With 195 murders in the city of Dallas through December 9, the pressure is on the Dallas Police Department to develop a comprehensive plan to fight violent crime. Dallas Mayor’s Task Force On Safe Communities Is Weeks Away From Presenting Recommendations – CBS Dallas / Fort Worth

DALLAS (CBSDFW.COM) – With 195 murders in the city of Dallas through December 9, the pressure is on the Dallas Police Department to develop a comprehensive plan to fight violent crime.

But the Mayor’s Task Force on Safe Communities has also been working quietly these past couple of months to develop its own non-police recommendations to prevent violence and present them to Mayor Eric Johnson by the first of the year.

One of the Task Force’s three Co-Chairs, Rene Martinez said Tuesday, “I would say we’re kind of at the top of the seventh inning and we’re getting there.”

Martinez said they’ve reviewed a lot of the data surrounding violent crime. “It reinforced what we know.”

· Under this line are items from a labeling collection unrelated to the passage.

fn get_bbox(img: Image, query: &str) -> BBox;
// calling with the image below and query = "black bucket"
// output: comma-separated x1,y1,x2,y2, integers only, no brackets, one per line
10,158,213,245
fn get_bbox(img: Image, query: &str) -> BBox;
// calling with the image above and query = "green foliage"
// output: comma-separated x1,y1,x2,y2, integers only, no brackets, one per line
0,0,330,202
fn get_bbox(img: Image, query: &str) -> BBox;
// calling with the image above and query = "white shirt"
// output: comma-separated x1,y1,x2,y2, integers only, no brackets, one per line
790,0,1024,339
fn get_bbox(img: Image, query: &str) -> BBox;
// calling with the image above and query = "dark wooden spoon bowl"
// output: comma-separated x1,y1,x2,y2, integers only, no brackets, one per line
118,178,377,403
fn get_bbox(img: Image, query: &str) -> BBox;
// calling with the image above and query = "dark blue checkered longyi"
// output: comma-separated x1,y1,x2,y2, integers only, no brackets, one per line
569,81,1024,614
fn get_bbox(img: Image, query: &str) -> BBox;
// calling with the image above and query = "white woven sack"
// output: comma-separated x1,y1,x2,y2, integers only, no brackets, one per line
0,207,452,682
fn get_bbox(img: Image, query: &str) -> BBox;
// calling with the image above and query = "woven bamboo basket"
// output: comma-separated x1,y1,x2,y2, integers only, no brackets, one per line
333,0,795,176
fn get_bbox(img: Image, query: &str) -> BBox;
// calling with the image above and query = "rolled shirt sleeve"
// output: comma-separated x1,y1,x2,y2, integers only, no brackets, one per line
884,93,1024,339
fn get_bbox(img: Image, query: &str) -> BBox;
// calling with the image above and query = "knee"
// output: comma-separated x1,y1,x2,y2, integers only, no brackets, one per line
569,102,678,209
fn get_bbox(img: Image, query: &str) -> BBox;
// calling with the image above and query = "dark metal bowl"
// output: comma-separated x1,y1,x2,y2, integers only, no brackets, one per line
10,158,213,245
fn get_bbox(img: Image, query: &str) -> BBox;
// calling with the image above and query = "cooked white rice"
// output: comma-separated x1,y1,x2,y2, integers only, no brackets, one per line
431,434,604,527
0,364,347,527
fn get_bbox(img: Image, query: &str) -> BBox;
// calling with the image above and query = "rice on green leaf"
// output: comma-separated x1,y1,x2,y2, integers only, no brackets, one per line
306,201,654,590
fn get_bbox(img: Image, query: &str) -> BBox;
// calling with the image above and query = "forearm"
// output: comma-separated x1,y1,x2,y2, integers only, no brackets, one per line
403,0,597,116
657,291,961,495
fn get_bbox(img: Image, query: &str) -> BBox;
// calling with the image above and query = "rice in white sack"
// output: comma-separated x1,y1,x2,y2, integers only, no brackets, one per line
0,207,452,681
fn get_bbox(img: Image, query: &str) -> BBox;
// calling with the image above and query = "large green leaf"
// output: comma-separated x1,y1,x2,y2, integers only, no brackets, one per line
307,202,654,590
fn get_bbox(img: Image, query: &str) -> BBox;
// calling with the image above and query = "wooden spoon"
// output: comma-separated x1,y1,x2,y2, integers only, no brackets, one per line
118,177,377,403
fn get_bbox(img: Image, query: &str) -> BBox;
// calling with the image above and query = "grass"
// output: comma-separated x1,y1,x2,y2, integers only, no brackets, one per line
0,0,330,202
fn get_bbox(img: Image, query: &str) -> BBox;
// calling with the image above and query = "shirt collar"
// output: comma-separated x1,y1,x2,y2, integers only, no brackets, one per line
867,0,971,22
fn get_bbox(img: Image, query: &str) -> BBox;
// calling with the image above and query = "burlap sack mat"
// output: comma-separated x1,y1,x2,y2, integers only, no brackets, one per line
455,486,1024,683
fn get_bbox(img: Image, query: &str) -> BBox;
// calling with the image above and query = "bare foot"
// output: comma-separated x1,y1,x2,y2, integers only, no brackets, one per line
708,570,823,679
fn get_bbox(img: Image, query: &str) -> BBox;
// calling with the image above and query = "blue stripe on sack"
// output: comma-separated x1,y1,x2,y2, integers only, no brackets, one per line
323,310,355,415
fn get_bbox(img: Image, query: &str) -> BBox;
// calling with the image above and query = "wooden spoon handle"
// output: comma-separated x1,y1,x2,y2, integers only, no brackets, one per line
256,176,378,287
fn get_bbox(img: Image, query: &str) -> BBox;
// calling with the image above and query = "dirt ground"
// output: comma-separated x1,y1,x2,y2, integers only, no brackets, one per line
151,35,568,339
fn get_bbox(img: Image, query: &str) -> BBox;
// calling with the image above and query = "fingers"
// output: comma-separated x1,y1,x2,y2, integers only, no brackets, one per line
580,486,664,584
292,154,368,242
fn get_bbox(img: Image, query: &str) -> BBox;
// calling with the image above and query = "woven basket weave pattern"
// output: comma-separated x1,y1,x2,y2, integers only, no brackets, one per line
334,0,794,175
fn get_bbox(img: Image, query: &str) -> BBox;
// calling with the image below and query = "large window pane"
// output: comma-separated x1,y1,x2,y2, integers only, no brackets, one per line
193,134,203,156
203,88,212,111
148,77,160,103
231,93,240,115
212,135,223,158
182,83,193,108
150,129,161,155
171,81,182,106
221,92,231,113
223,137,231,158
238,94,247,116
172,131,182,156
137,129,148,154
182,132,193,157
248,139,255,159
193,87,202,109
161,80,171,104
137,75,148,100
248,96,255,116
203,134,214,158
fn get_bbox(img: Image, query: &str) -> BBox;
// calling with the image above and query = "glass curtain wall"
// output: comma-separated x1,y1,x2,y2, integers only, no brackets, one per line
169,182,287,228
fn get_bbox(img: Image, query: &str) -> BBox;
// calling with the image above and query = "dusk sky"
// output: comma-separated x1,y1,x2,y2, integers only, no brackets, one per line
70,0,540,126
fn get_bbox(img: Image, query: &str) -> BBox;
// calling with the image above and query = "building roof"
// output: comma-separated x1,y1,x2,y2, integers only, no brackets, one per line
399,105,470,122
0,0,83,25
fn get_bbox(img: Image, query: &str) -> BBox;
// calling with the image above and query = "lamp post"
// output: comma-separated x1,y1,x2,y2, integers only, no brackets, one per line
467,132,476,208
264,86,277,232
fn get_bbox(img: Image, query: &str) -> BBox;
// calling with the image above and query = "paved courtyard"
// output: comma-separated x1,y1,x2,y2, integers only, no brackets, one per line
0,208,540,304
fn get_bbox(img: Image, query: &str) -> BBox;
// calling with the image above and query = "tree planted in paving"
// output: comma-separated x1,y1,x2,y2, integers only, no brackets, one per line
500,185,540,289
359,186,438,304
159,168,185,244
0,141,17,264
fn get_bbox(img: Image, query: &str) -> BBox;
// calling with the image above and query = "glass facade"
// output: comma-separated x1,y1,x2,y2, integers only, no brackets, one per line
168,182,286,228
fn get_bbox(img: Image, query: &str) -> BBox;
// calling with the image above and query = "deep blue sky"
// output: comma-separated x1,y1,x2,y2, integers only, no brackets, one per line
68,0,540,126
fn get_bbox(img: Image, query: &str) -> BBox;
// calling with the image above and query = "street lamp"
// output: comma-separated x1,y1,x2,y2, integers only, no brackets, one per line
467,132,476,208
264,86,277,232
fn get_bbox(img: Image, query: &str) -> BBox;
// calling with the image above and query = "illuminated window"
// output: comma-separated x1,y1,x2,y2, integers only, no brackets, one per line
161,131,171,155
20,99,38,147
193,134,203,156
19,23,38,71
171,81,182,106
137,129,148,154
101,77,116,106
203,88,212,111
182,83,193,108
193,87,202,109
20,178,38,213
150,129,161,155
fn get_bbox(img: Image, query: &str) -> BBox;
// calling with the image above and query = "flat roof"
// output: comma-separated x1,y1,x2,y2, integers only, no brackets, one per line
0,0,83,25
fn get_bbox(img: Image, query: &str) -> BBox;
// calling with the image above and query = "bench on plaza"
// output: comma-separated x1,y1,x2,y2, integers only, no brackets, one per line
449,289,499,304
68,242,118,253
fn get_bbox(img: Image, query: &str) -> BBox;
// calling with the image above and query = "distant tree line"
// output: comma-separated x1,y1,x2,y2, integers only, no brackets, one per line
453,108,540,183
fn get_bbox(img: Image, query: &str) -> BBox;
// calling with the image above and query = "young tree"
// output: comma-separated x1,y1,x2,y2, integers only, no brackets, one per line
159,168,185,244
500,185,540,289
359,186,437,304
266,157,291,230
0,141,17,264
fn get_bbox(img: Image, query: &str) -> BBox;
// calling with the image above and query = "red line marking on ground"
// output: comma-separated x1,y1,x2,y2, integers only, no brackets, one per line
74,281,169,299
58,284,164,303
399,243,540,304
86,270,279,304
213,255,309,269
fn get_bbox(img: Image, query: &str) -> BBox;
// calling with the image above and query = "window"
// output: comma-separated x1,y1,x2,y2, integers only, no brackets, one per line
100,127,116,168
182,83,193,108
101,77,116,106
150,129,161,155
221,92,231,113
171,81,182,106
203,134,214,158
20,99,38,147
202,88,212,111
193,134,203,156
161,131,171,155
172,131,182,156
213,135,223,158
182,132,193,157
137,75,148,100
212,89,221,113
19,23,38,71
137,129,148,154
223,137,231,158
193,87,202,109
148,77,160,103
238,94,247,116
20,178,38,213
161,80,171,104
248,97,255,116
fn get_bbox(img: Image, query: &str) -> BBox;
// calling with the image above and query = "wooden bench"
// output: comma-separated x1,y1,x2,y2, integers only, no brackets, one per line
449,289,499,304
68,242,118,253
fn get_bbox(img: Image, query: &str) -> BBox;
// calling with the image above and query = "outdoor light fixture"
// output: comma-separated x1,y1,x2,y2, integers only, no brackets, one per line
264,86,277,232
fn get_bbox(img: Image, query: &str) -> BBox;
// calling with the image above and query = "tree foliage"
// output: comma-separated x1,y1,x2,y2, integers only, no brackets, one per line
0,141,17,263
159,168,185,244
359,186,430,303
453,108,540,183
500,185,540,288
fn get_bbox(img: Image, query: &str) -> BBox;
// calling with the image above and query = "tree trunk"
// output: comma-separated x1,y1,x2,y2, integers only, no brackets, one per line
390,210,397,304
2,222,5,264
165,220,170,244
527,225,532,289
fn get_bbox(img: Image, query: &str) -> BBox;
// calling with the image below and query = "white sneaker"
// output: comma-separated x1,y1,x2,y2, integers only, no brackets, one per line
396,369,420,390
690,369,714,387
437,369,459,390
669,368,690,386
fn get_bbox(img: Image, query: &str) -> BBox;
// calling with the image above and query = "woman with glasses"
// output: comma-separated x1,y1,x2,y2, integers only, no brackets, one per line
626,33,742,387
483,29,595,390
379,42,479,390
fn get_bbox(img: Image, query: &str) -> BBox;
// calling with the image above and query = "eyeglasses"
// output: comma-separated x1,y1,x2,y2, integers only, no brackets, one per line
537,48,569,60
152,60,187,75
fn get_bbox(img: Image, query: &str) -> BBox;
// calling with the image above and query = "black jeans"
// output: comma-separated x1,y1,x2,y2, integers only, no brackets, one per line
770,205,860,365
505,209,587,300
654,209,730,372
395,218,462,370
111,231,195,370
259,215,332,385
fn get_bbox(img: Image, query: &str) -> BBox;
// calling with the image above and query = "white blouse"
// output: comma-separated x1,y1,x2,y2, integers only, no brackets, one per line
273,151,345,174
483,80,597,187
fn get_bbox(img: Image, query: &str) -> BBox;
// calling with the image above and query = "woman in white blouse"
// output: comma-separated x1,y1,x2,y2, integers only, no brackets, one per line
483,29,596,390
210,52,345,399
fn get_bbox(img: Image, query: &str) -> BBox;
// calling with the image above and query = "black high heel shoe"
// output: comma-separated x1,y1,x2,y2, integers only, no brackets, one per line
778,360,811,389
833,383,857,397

He said they looked at four areas with high violent crime rates in the city.

In Northeast Dallas, he said many of the violent crimes took place at densely populated apartment complexes that weren’t near stores and other commerce.

In Southeast Dallas, he said they found gang activity.

While touring that section of the city recently, Martinez said they found a large police response to a violent crime.

He said there was a convenience store, a vacant lot, car wash and motel all within half a block.

Violent crimes often took place at motels, bars and men’s clubs in northwest Dallas, while in Southwest Dallas, many of the violent crimes took place in vacant lots, car washes, and convenience stores.

Martinez said the task force toured all four of those areas and “Got input from stakeholders who went with us from the neighborhoods. We had police representatives who work those areas on the bus with us talking to us and pinpointing those areas to us.”

The Task Force also looked at certain cities for their non-police related best practices to fight crime, including Baltimore, Oakland, St. Louis and New Orleans.

“A lot of the intervention strategies that they have, we don’t have. Really attacking crime in support of police,” Martinez said.

He said the Task Force will start to discuss what best practices from other cities they should recommend, though it was too early for him to mention specifics.

Martinez said the Task Force will ask the nonprofit and business community to help with some of the resources that will be needed.